Rudo locked onto the rippling energies of his manifested Heilig Bogen, witnessing its construction and the capacity of its wielder for the first time. In a vivid blink, it was there, at the ready and brimming with destructive reishi. Rudo clenched his jaw, ripped from his own egomania by the simmering glare in Volker’s blue eyes as he beamed upward. Behind his pitch-tinted shades, both brown eyes flashed open in realization.

The glow of blue light was reflected against all surfaces of the sanctuary as bright flecks rushed around and past him; Remy, and Julia reacted immediately, bows called forth before Rudo had even looked up. There, he found a dozen shadowy silhouettes perched like ominous raven waiting above carrion about the veranda near the temple’s luminous dome.

Perhaps because of the disparity in numbers, none of them appeared to be armed or particularly anxious.

“Tch…!” Julia spat under her breath.

Rudo pivoted his head only slightly toward her, never letting the men above out of his sight. Remy growled silently. Without laying eyes on either of them, Rudo could feel the change in their expression, their stances becoming more guarded and tense, cued by something lost on him.

“We’re closed for the day,” a voice echoed from above, certainly feminine. Which of the thirteen, each clad in different layers of the same deep grey and white, spoke first was unclear. “But I’m sure you knew that already…”

“That’s a shame…!” Volker returned, his smile cracked just wide enough to reveal his naturally-pronounced canines. “Read some good reviews about this place, heard some of the best sushi in town comes straight outta here!”

The unknown speaker paused just a moment before responding, “I doubt you’ve heard anything about us…Volker von Eisler.”

There was a distinct lack of surprise or shuddering from the interlopers down below. Only one of them smiled at that.

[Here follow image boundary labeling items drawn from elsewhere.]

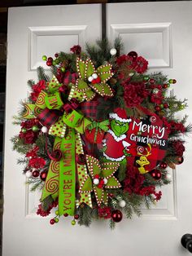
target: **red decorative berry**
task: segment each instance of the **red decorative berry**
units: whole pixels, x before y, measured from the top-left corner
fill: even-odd
[[[94,179],[99,179],[99,177],[100,177],[99,174],[95,174],[94,175]]]
[[[155,106],[155,111],[160,111],[161,108],[159,106]]]
[[[132,57],[132,58],[133,58],[133,60],[134,61],[134,60],[136,60],[136,59],[137,58],[137,54],[136,51],[133,51],[129,52],[128,56]]]
[[[111,218],[115,223],[119,223],[121,221],[123,214],[120,210],[114,210],[111,213]]]
[[[78,219],[79,218],[80,218],[80,215],[79,215],[79,214],[74,215],[74,218],[75,218],[75,219]]]
[[[91,130],[89,129],[85,130],[85,138],[91,143],[101,143],[104,135],[105,132],[101,129],[98,129],[98,130],[96,128]]]
[[[176,162],[175,164],[176,164],[176,165],[181,165],[183,161],[184,161],[183,157],[179,157],[177,159],[177,162]]]
[[[160,179],[162,176],[161,172],[159,171],[159,170],[157,170],[157,169],[151,170],[150,174],[151,177],[153,177],[153,179],[155,180]]]
[[[168,108],[168,104],[167,103],[164,104],[164,108]]]
[[[51,66],[52,65],[52,62],[51,61],[46,61],[46,65],[47,66]]]
[[[47,60],[48,60],[48,61],[50,61],[50,62],[52,62],[52,61],[53,61],[53,58],[51,58],[51,57],[49,57],[49,58],[47,59]]]
[[[54,219],[54,218],[51,218],[51,219],[50,220],[50,225],[54,225],[54,224],[55,223],[55,219]]]
[[[33,170],[32,173],[32,175],[35,178],[39,176],[39,171],[38,170]]]
[[[166,164],[165,162],[162,162],[160,164],[160,168],[166,169],[167,167],[168,167],[168,164]]]
[[[41,179],[42,181],[46,181],[46,176],[47,176],[47,171],[43,170],[43,171],[41,172],[41,174],[40,174],[40,178],[41,178]]]
[[[153,84],[153,83],[155,83],[155,79],[153,79],[153,78],[150,79],[150,83]]]

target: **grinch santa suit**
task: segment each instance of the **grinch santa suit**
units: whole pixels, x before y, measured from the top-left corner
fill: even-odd
[[[131,144],[126,132],[132,120],[127,117],[124,109],[120,108],[110,113],[109,117],[111,127],[103,140],[103,157],[112,161],[121,161],[129,155]]]

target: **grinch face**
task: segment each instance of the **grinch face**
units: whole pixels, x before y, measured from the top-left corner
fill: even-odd
[[[113,119],[111,121],[111,127],[114,134],[120,137],[120,135],[125,134],[129,130],[129,123],[122,122],[118,120]]]

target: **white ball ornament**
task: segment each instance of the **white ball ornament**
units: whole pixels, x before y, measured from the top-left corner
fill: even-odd
[[[27,178],[30,178],[32,176],[32,172],[30,170],[28,170],[26,173],[25,173],[25,176]]]
[[[167,174],[165,177],[166,177],[166,179],[168,180],[171,180],[172,179],[172,175],[170,174]]]
[[[104,184],[105,184],[105,185],[106,185],[106,184],[107,183],[107,182],[108,182],[107,179],[106,179],[106,178],[103,179],[103,181],[104,181]]]
[[[88,81],[89,81],[89,82],[91,82],[93,80],[94,80],[94,77],[88,77]]]
[[[98,185],[99,183],[99,179],[94,179],[94,184]]]
[[[41,132],[43,132],[44,134],[46,134],[48,131],[48,129],[46,126],[42,126],[41,128]]]
[[[98,74],[96,74],[96,73],[93,73],[92,77],[93,77],[94,79],[98,78]]]
[[[126,205],[125,201],[124,201],[124,200],[120,201],[119,201],[119,205],[120,205],[121,208],[124,208],[124,207]]]
[[[110,54],[111,55],[115,55],[116,54],[116,48],[112,48],[110,50]]]

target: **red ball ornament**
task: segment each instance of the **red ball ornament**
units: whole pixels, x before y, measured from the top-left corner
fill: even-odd
[[[46,65],[47,66],[51,66],[52,65],[52,62],[51,61],[46,61]]]
[[[154,84],[155,82],[155,79],[153,79],[153,78],[151,78],[151,79],[150,79],[150,83]]]
[[[167,167],[168,167],[168,164],[166,164],[165,162],[160,163],[160,168],[166,169]]]
[[[136,51],[133,51],[129,52],[128,56],[132,57],[132,58],[133,58],[133,60],[134,61],[134,60],[136,60],[136,59],[137,58],[137,54]]]
[[[51,219],[50,220],[50,225],[54,225],[54,224],[55,223],[55,219],[54,219],[54,218],[51,218]]]
[[[168,104],[167,103],[164,104],[164,108],[168,108]]]
[[[39,171],[38,170],[33,170],[33,173],[32,173],[32,175],[34,177],[34,178],[37,178],[39,176]]]
[[[80,218],[80,215],[79,215],[79,214],[74,215],[74,218],[75,218],[75,219],[78,219],[79,218]]]
[[[178,157],[177,159],[177,162],[175,163],[176,165],[181,165],[184,161],[183,157]]]
[[[47,60],[48,60],[48,61],[50,61],[50,62],[52,62],[52,61],[53,61],[53,58],[51,58],[51,57],[49,57],[49,58],[47,59]]]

“You know, when most people do that,” the firebrand blonde grinned, standing tall and removing one hand from his bow. “I’m pretty sure they expect most to shit their pants and run off with their tails between their legs.” He threw his shoulders down defiantly, shedding any modicum of anxiety. “You’ll have to excuse me for not defecating in the face of your ‘supreme’ intelligence, sweetheart.”

Behind the slender silhouette of the hooded enigma up above, an intrigued smile emerged. As if sensing her amusement, Volker’s widened even more.

“”

Her riposte came in the form of a booming quake. The expansive atrium shook, and was filled with a strong spiritual pressure. Julia cringed slightly. Rudo and Remy stood their ground, easily. Chin to his chest, Volker licked his chops as he felt his flesh squeeze around his bones, yielding every so slightly to the spiritual particles swimming in the air. His free hand was lifted high, as if the stagnant air in the room was rushing between his fingers.

Finally raising his head, his challengers witnessed a man galvanized by the fleeting moments of calm before the onslaught. Eyes closed, Volker seemed almost intoxicated. Subconsciously drawing from that unabashed hubris, Rudo let loose the restraints of his own spiritual energy.

Near the crest of the pillar, there was an emphatic and bridle crack as the metal split.

“He has no message for you…”

“Goddamnit…!” Julia groaned, pivoting on heel.

She was behind them now.

Turning his chin to his shoulder, Rudo scrutinized the rather diminutive figure just meters away from him and Remy. The hood was gone, but the shawl remained. It was a two-toned piece: smooth ash with a frost white on the underneath side. Beneath that, she wore a black tank top with no bra, to boot. Her faded, sea green trousers were held up by classic red suspenders with the hems of her baggy trousers tucked inside worn brown boots with steel toes.

Her attire, however, could not be counted among her inimitable features.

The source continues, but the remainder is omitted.